Select the full firmware image as appropriate (BLE-enabled or no-radio) - NOTE: ignore the 'deltas' at this time.

2)  0.1.33 - ble

This should write the compressed firmware image to the build/ directory, eg ./build/0.1.33_ble_1118208_fw.bin A .hash file may also be written. If so, this contains the hex hash of the firmware image when uncompresed.

NOTE: Ensure no Jade is connected, and that --skipserial --skipble are definitely present on the command line - otherwise jade_ota.py may attempt to upload the firmware onto the connected Jade!

NOTE: this initial step can be skipped if the downloaded firmware is already present, eg. from a prior run of jade_ota.py or update_jade_fw.py.

  1. Uncompress the downloaded firmware
apt update && apt install pigz
mv build/0.1.33_ble_1118208_fw.bin build/0.1.33_ble_1118208_fw.bin.gz && pigz -z -d build/0.1.33_ble_1118208_fw.bin.gz

This should write the uncompressed firmware to the build directory, eg: ./build/0.1.33_ble_1118208_fw.bin

NOTE: the sha25sum hash of this uncompressed file should match the value in the associated .hash file, if present.

  1. Compare

A diff of the uncompressed downloaded binary against the locally built ./build/jade.bin should just show extra padding and data suffixed to the binary - this is the Blockstream signature block.
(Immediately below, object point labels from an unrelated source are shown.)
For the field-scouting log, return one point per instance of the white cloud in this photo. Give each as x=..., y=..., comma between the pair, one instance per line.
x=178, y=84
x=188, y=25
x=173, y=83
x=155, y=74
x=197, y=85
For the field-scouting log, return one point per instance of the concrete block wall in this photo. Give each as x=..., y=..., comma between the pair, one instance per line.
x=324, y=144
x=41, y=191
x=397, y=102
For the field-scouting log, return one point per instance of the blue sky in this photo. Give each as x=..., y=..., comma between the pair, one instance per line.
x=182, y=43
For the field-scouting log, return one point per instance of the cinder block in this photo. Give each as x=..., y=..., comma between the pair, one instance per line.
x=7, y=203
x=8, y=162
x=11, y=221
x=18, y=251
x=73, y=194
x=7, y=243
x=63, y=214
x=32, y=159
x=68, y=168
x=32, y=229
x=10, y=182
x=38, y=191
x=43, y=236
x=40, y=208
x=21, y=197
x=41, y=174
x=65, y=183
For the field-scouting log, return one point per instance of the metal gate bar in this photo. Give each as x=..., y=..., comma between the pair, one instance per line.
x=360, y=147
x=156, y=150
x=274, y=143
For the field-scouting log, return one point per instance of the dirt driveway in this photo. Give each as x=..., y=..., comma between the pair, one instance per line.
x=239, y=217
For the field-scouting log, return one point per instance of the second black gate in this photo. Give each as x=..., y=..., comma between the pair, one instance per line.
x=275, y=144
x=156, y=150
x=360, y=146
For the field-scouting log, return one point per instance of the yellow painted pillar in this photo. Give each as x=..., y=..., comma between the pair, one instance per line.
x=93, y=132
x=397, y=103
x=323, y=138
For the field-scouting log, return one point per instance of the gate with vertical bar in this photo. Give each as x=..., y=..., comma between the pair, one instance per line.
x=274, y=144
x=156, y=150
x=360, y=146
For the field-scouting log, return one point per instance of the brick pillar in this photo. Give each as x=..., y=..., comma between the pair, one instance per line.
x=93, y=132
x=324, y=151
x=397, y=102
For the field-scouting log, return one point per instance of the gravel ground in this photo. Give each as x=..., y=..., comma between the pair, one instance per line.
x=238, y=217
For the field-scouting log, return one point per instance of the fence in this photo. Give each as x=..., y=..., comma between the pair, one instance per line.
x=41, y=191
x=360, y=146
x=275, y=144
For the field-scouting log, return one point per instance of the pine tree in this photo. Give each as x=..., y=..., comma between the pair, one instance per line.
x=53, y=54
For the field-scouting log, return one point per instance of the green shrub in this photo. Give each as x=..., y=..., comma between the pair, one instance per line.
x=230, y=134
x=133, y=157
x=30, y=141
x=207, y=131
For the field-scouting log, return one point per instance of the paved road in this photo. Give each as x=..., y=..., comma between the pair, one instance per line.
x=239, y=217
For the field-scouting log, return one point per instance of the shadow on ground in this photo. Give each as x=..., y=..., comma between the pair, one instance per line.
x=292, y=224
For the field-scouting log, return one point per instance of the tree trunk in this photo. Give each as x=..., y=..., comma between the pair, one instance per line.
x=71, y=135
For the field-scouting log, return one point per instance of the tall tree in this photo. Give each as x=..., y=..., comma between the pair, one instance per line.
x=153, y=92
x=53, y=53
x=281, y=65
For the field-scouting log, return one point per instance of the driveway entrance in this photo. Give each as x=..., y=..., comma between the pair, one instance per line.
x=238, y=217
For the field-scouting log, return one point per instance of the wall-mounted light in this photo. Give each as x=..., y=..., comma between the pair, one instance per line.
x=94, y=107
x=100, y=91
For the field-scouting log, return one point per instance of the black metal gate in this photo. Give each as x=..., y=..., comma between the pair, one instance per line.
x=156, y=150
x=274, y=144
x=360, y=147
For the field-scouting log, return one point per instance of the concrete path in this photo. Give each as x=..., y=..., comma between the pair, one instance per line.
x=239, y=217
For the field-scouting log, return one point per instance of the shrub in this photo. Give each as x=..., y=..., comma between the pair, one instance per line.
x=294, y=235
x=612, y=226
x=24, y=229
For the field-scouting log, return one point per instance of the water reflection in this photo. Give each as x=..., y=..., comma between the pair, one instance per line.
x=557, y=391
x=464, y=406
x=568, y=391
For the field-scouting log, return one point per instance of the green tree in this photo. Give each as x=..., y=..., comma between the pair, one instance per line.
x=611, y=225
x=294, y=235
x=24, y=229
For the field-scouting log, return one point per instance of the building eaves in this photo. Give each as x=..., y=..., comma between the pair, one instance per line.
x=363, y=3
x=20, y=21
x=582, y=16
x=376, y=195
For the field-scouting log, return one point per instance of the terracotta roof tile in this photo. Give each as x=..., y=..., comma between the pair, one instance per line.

A diff of the uncompressed downloaded binary against ./build/jade_signed.bin should just show differences in that trailing the signature block. (A hex dump can be obtained using xxd, which is perhaps easier to diff)

Delta Firmwares

Since 0.1.33 it has been possible to update Jade firmware using binary deltas. In this case a 'diff' between the currently running firmware and the desired target firmware is uploaded and applied. These deltas are much smaller than a complete firmware image. Verifying these patches is straightforward assuming the relevant full firmware images have been verified as above, as the patch is simply a binary diff between two signed firmware images.

  1. Obtain signed/downloaded full firmware images

Take two signed firmware images provided by Blockstream, eg. 0.1.33_ble_1118208_fw.bin and 0.1.34_ble_1118208_fw.bin NOTE: it may be necessary to pass --release previous when downloading the firmware, in order to access older versions.

  1. If necessary, verify these images

Verify these firmware images match the tagged source code using the steps described above.

  1. Create patches

Create the compressed binary diff patches between the two signed/downloaded firmware images

mkdir patches
./tools/mkpatch.py 0.1.33_ble_1118208_fw.bin 0.1.34_ble_1118208_fw.bin patches

This should create two patches for converting between these firmware images, one for each 'direction'.

NOTE: it may be necessary to compile the bsdiff tool:

gcc -O2 -DBSDIFF_EXECUTABLE -o tools/bsdiff components/esp32_bsdiff/bsdiff.c
  1. Download the Blockstream provided patch
python ./jade_ota.py --skipserial --skipble --write-compressed --download-firmware --release stable --hw-target jade

Select the relevant delta/patch - eg:

6)  0.1.34 - ble      FROM  0.1.33 - ble
  1. Compare

The dowloaded patch file and the patch created locally ought to be identical. This can be verified with diff, or better still with sha256sum - the hashes of the files should be identical.